Thank you! I’ve been very lucky finding cover artists. The Reforged covers were done by Ben R. Donahue, a SFF digital fine artist who I met at a comic con in 2013. The next few covers for Blood of Titans will be by Aaron Buldoc, who I also met at a con! It’s an interesting process taking hundreds of thousands of words and boiling them down to a single scene that encapsulates the tone and character. For my briefs, I usually describe a scene or moment, include any reference photos for the character’s look, fashion or weapons, and the color palette and then go from there! It’s key to find someone who has the range for diverse characters and is willing to send you in-progress screen-caps.
The Nel Bently – STARSEDGE science fiction universe is a shared world with author Cameron J. Quinn. How did a shared universe come to be?
It started out as just trading Easter eggs with my CP–our characters would read each other’s books on-page, or reference a side character from the other’s work. Then Nel, rake that she is, wound up being the ex of one of Cameron’s characters and it just went from there. Nel appears in the second season of Cameron’s Starsboro Chronicles and Tabby, Nel’s ex, makes a life-saving appearance in my second Nel book, Drifters.
How do you and Cameron J. Quinn keep consistency across multiple novels?
It’s tricky! We discuss our work throughout the process and have a running timeline in a Google Doc where we put all world-changing events including–but not limited to–zombie testing facilities, huge explosions, alien invasion, and so forth. Whenever anything big is going to happen we jump on a video-chat and hash it out with the existing canon. Reading the other books in the world isn’t necessary to understand either of our series, and her subgenres are urban fantasy vs. my hard sci-fi, but it certainly adds to the world.
You happen to hit two big checkmarks for me – archeology and Tiny Homes. How has your archeology background reflected your writing?
I love it when I find a fellow arch nerd! Unlike Nel, I do contract archaeology, which is a strange hybrid between a migrant cowpoke lifestyle and field science. Archaeology affords me the ability to travel to more obscure, rural places. Many of the anecdotes in Nel Bently are directly inspired by the places and people I encounter. Additionally, archaeology is the study of how people lived and related to one another and their environment in the past. Writing, for me, is essentially the same search for the how and why of characters–ultimately searching for the truth of the story. The only difference is the first requires steel-toes and shovels and the latter a mental machete and the arguably more dangerous wilderness of my mind.

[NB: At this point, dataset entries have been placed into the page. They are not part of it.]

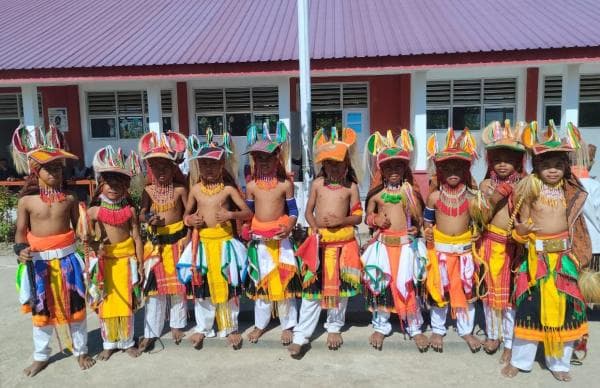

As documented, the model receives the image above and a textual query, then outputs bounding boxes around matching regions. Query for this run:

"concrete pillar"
[556,64,579,128]
[146,85,162,134]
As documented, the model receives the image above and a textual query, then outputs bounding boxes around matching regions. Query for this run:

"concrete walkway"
[0,256,600,388]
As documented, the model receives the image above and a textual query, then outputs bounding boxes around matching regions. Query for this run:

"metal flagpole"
[297,0,312,224]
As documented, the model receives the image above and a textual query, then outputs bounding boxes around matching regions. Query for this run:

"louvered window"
[579,74,600,127]
[426,78,517,130]
[87,90,173,139]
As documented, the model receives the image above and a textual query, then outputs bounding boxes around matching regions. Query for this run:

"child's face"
[148,158,173,185]
[252,152,278,174]
[198,158,225,182]
[438,160,468,187]
[323,160,348,182]
[381,159,406,185]
[537,155,565,185]
[39,160,63,187]
[490,149,522,178]
[102,173,129,201]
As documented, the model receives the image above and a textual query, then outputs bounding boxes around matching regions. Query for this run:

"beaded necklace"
[436,183,469,217]
[146,182,177,213]
[97,194,133,226]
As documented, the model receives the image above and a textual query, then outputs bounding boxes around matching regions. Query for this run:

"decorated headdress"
[138,131,186,162]
[92,145,141,179]
[481,120,527,152]
[523,120,581,155]
[12,125,78,174]
[427,128,478,163]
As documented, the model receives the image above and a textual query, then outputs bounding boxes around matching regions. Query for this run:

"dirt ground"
[0,256,600,387]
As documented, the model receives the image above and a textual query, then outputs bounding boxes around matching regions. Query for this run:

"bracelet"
[13,243,29,256]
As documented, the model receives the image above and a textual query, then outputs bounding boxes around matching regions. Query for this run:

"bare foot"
[500,348,512,364]
[462,334,481,353]
[138,338,156,353]
[171,327,185,345]
[281,329,294,346]
[227,331,242,350]
[413,333,429,353]
[96,349,117,361]
[190,333,205,350]
[501,363,519,379]
[77,354,96,370]
[550,371,572,382]
[429,333,444,353]
[483,338,500,354]
[248,326,265,344]
[369,331,385,350]
[125,346,142,358]
[23,361,49,377]
[327,333,344,350]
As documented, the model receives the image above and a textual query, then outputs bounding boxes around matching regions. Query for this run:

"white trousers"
[431,303,475,337]
[294,298,348,345]
[144,295,187,338]
[483,303,515,349]
[254,299,298,330]
[510,338,574,372]
[33,319,87,361]
[100,315,135,350]
[194,298,240,338]
[371,311,422,338]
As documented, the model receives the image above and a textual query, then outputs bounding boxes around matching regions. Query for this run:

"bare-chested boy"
[12,126,95,376]
[177,130,252,349]
[424,128,481,352]
[502,122,591,381]
[362,129,429,352]
[139,132,188,352]
[288,128,363,357]
[80,146,144,361]
[479,120,525,364]
[246,122,302,345]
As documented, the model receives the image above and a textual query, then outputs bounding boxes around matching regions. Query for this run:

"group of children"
[13,122,591,381]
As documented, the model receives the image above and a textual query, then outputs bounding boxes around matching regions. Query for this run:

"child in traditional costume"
[424,128,481,352]
[361,129,429,351]
[502,122,591,381]
[84,146,144,360]
[12,126,95,376]
[177,129,252,349]
[139,132,188,351]
[479,120,525,363]
[288,128,363,357]
[246,122,302,345]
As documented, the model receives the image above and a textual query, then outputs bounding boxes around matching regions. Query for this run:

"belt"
[31,244,75,261]
[535,238,571,253]
[435,242,471,254]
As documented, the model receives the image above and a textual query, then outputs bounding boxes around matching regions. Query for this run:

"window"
[542,75,562,126]
[194,87,279,136]
[87,90,172,139]
[427,78,517,130]
[579,75,600,127]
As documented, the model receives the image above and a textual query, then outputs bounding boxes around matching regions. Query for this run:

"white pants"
[254,299,298,330]
[510,338,574,372]
[431,303,475,337]
[100,315,135,350]
[194,298,240,338]
[144,295,187,338]
[483,303,515,349]
[294,298,348,345]
[371,311,422,338]
[33,319,87,361]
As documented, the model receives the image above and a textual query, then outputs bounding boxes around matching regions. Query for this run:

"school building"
[0,0,600,192]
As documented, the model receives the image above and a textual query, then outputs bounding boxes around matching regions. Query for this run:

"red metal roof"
[0,0,600,70]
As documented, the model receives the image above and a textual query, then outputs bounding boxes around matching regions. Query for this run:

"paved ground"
[0,256,600,387]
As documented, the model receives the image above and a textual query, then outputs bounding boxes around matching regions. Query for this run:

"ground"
[0,256,600,387]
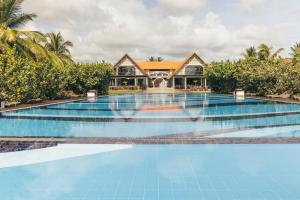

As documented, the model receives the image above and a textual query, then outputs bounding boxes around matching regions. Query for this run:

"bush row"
[205,58,300,96]
[0,49,112,103]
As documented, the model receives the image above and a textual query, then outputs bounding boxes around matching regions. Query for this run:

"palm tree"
[148,56,164,62]
[45,33,73,64]
[0,0,48,60]
[242,46,257,59]
[257,44,284,60]
[290,43,300,63]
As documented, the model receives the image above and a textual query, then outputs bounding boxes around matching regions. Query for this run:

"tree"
[242,46,257,59]
[290,43,300,63]
[257,43,284,60]
[45,32,73,64]
[148,56,164,62]
[0,0,49,60]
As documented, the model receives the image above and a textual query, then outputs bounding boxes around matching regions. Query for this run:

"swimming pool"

What is it like living in a Tiny Home?
An adventure! I built it myself over several years while staying with my parents to help care for my father. As far as size goes, both my spouse and I are used to small quarters, since I married a fellow archaeologist. The tiny house is larger and better designed than the vast majority of the motels we wind up in, and we’re used to giving each other space without actually physically having “space.” A lot of the tiny house depictions romanticize it an uncomfortable way, but tiny living was a way to pay for housing out of pocket (which is why it took 5 years to build 272 sq feet!), but finding places to park isn’t easy, and we were privileged to have a space to stay while we built. In this country it’s the only way we can afford to have a place of our own, though, and we’re happy to make a few sacrifices for that.
Any advice you’d like to share with aspiring authors?
The publishing industry is daunting and full of gatekeepers–stick to your guns, and when you’re uncertain or pulled from your moorings, look within. Writing is a marathon, so don’t quit your day job right away! This work is hard, but so worth it.
Let’s thank V. S. Holmes for joining us again to the blog!
Thank you so much for having me by–what great questions!